Question: Why is my connection to the ECU dropping when I am running the engine or when I rev up the engine?

Answer: This is caused by data loss communicating with your ECU. The most common cause for this data loss is a poorly shielded USB to Serial Cable. Also on more rare occasions there are problems with real serial cables such as pinch or break in the line.

 


 

Question: Why will a poor USB to Serial Cable cause this?

Answer: Real Serial Ports on Laptops have all but gone, there are few laptops left that have a true DB9 serial port. However for many devices this is still the most commonly used means of transport. After market ECU's are in this group and RS232 Serial communication is still the dominate way of connecting to your ECU. So how? There are several devices to fill this gap, but by far the most common is a USB to serial cable, this can fill the need and no one will miss the old Real DB9 on their laptop.

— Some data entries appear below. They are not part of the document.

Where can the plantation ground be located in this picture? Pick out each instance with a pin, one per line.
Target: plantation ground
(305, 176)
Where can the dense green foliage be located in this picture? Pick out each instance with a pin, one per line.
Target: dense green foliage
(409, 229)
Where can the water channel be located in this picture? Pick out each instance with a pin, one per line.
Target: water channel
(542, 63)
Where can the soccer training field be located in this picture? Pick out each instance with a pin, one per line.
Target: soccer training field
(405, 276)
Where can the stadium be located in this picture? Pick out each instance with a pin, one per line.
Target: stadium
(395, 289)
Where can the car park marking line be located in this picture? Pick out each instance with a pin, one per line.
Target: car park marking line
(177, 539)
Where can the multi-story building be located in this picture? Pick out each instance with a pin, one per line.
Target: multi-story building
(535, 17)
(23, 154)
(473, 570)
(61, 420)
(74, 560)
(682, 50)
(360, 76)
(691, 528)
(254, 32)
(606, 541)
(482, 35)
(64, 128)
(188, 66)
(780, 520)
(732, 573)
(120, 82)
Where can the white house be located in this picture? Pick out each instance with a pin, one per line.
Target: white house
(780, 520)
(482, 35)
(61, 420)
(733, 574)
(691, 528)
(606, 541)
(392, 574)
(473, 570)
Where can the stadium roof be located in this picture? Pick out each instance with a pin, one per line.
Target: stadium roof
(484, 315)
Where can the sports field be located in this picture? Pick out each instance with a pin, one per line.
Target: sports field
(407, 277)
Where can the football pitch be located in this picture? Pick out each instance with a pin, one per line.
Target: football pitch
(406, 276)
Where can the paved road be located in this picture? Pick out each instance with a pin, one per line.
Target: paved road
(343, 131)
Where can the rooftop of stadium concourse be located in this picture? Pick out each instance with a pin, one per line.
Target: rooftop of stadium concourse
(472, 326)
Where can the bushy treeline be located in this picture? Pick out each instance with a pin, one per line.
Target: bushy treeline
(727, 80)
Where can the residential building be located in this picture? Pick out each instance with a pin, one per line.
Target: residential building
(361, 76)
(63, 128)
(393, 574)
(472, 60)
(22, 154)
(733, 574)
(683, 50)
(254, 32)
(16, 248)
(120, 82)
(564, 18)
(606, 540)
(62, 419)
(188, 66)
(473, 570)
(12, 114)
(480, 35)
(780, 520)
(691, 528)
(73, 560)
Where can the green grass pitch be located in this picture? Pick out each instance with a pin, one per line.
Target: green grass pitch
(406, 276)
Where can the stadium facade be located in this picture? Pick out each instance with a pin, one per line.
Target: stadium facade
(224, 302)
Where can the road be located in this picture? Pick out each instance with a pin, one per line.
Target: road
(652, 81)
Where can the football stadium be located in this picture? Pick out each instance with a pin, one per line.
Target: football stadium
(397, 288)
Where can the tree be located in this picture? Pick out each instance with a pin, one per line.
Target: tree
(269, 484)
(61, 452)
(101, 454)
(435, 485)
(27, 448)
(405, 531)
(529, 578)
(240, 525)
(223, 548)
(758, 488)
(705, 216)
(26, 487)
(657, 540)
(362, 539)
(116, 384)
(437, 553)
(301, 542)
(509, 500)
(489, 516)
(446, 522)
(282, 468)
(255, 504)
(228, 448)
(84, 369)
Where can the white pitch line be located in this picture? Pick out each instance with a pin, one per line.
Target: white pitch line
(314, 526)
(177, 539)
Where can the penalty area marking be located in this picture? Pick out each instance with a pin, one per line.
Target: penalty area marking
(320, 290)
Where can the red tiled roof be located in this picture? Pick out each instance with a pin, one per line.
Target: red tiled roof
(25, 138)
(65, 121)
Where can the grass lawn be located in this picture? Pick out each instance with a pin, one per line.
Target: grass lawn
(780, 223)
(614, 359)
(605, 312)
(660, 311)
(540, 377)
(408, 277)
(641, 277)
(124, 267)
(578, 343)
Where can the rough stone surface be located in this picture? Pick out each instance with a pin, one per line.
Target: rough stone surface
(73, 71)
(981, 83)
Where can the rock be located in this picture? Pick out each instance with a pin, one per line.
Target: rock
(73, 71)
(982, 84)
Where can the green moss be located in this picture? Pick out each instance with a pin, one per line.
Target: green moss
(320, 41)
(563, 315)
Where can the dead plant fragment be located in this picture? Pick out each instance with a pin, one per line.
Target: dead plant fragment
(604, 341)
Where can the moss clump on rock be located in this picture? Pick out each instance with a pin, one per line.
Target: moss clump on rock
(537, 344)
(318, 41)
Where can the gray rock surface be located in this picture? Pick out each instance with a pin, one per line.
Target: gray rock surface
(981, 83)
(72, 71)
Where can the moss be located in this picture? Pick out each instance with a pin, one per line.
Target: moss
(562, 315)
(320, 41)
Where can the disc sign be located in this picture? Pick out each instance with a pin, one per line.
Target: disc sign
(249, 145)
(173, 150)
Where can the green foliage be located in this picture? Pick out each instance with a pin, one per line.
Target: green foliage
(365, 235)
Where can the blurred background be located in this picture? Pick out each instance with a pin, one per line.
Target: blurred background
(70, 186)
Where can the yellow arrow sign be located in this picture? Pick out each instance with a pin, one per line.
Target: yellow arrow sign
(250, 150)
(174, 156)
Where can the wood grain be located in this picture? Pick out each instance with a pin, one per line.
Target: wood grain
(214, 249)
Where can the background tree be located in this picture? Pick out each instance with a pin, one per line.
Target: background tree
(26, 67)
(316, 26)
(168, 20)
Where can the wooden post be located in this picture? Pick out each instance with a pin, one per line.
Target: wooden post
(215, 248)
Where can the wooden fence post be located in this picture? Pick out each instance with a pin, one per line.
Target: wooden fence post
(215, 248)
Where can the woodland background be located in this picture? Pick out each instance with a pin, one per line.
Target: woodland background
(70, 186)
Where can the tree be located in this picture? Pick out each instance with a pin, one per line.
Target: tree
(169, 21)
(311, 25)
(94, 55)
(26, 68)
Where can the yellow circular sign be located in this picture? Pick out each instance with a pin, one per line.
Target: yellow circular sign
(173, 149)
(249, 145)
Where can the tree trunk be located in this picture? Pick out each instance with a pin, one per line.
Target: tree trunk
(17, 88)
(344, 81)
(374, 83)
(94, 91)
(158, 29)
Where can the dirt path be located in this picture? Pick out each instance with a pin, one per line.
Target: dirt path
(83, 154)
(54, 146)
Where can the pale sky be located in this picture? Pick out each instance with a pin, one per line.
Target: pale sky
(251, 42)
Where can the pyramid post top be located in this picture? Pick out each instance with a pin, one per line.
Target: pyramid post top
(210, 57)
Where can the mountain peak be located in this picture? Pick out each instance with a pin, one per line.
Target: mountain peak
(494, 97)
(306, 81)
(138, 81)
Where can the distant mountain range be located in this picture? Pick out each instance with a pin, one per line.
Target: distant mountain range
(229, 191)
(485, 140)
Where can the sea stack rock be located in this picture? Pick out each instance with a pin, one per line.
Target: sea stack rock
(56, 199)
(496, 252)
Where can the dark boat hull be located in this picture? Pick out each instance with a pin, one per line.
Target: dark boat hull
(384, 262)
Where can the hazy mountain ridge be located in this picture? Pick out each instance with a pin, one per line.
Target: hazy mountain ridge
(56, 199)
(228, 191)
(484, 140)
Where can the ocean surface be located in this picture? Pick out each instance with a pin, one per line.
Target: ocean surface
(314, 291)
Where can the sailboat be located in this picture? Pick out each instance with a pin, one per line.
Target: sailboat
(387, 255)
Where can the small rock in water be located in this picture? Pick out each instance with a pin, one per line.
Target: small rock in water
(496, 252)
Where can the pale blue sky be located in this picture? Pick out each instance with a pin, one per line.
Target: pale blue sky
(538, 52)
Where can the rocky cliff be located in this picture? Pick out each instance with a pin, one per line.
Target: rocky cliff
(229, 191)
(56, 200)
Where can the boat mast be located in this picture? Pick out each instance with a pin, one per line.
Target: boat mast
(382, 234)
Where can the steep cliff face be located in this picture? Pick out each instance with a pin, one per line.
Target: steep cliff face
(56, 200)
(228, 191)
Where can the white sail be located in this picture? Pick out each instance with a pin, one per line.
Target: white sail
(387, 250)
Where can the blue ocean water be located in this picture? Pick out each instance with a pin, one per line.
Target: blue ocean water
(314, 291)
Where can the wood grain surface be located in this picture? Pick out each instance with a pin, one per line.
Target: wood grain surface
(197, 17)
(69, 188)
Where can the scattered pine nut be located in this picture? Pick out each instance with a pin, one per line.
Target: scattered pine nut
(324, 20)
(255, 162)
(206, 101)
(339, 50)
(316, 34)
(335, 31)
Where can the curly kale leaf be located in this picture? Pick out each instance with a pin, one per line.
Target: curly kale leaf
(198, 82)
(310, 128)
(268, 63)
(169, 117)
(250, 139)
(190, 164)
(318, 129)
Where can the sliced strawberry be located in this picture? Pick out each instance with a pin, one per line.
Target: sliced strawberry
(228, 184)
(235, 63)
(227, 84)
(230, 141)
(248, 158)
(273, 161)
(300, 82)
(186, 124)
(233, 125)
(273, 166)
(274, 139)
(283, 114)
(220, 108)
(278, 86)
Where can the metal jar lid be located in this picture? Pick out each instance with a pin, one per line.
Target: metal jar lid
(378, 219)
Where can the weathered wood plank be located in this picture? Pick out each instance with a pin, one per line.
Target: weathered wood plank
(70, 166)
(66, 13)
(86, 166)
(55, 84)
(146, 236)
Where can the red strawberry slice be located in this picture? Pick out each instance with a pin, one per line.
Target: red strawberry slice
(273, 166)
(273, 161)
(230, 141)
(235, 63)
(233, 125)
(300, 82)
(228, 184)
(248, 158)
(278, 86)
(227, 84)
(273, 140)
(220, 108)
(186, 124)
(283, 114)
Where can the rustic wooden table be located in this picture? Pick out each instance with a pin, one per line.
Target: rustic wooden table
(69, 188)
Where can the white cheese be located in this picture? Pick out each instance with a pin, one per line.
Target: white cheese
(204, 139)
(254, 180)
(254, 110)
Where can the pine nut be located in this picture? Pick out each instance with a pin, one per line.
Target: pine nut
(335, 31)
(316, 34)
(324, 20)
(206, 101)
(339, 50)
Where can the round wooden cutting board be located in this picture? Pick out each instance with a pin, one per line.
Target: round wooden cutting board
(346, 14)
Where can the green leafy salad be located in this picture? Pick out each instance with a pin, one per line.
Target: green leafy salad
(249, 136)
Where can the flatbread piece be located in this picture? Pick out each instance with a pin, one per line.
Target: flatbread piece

However if connecting to a running vehicle for data logging and live tuning, it is critical to understand a few things before selecting your USB to serial adapter.

A car is full of EM noise! EM noise is the Electro-Magnetic noise created by current flowing in electrical devices. the higher the current, the more EM noise. Think about your typical car electrical system; low voltage with high current to make up for it. You have injectors turning on and off, alternators running and coils firing, ohh the coils... There are terribly high levels of EM noise generated by an automobile. USB was not designed to be used in the automotive environment.

Why is USB so much more susceptible to EM Noise than standard RS232 serial? It all comes down to 1's and 0's when transporting data, in either USB or traditional RS232, 1's and 0's are represented by voltage differences. However, look the substantial difference in the signal voltage:

USB Specification States - The receiver defines a differential ‘1’ as D+ 200mV greater than D- and a differential ‘0’ as D+ 200mV less than D-.

Standard RS232 Specification: The RS-232 standard defines the voltage levels that correspond to logical one and logical zero levels for the data transmission and the control signal lines. Valid signals are plus or minus 3 to 15 volts

That is 200 mV difference in USB, compared to 3-15V using "Real Serial"! How does that relate to the EM noise in a car, well just think how much less EM noise it takes to cause a 200mV difference for corruption or a disruption to your data over USB compared to the good old serial where it takes a 3-15V difference! The RS-232 standard was originally conceived in a different era, to transport data via modems over primitive voice lines. So it needed a high signal to noise ratio for assured delivery. That era may be gone, but this still serves car enthusiast well in our high EM noise machines.

 


Question: But How do I connect to my car then?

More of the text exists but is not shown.